Sometimes you can just have a great day on the lake and not learn much about yourself. This wasn’t one of those days.
I fear things; snakes, speed, roller coasters. Some of them are irrational, like elevators. I still get on lifts and say a little silent prayer for my safe arrival to a floor. This fear likely stems from an experience I had as a toddler. Don’t they all?
My brother and I would race to push the button at my Nana’s apartment building. He could outrun me then, he can lap me now. This particular time, he pressed the button then raced to push the inside button when the doors closed, and I saw my brother, who might have been three, disappear. The fear that we had lost him overtook me immediately, and I remember crying. Scratch that, I remember panicking. I heard him screaming out in the elevator, and the scene was not much different on our floor as we tried to loudly communicate with the elevator doors through tears to get my brother to come back up to Nana’s apartment. I’m not sure I could have remembered the floor she was on, and he wouldn’t be able to decipher it from the mayhem.
A fellow resident got on the elevator and pressed every button with my brother until he found the floor that would safely return him to his crying family. But from that moment, elevators were no longer my friend.

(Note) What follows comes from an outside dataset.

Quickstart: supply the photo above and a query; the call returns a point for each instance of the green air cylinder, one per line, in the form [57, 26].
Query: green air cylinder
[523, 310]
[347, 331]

When I got stuck on an elevator in my thirties, I was
super chill an irrational mess. It was between the fourth and fifth floors of the office building I worked at and was half a floor from my destination when the box stopped, and so did my heart.
It was a very progressive and young company apart from the accountant. He was the only person who came to work in a suit instead of clubwear from the night before. The accountant shared the deathtrap with me and was not prepared for what he witnessed. The company benefits thankfully covered PTSD.

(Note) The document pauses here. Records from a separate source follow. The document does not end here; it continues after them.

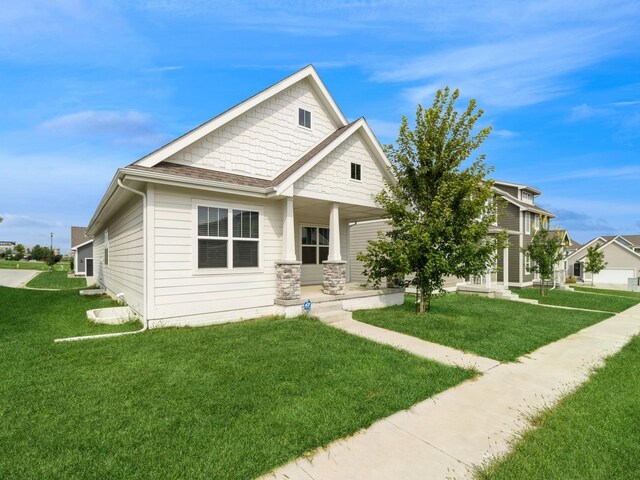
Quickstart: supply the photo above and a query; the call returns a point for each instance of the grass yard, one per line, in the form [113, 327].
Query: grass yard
[21, 265]
[593, 433]
[57, 280]
[605, 291]
[500, 329]
[579, 300]
[225, 402]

I completely melted in that lift, and the tears were soaking my socks they ran so fast. I punched buttons so furiously, my finger cramped. And then, like an angel, one of the technology team pried open the doors from the fifth floor, reached out his glowing hand, and hoisted me out of my grave. We left the accountant in there. The next week they installed the security pass system in the stairwell that I had been requesting for years, and my ass never looked better running from our offices on the second to fifth floors several times a day.
My fear of speed only happened once we had children. Their safety and mine became far more critical than any thrill ride. When we brought home our daughter for the first time, I turned to my husband and said, “Sorry Hun. I will no longer jump in front of a train for you.” That began the fear of anything that could put my life in jeopardy. I will have fun, but only if it is protected fun.
Not that I think being on a jet ski is life-threatening. I just imagine myself getting hurt. That I have become really adept at. Getting injured means weeks of recovery at this age, when maybe a day of owies was my norm in my twenties. Any time I am tempted to recover on that couch, I can milk that injury forever if the remote is in my hand. Maybe jet skiing is life-threatening in a way. Returning to the evil couch with its plush comfort and tempting remotes means the possibility of staying there and slipping into old, unforgiving habits.
So I tell myself, “Get your ass on that jet ski girl. While you’re at it, plan to get on that roller coaster.”
Whoa! Don’t be so hasty. Have you seen the size of that drop? Gurl, you be crazy to get on that thing.
My Turning 50 Like a Boss Pro Tip: Life-threatening is living life if you look at it from the other side of the lens.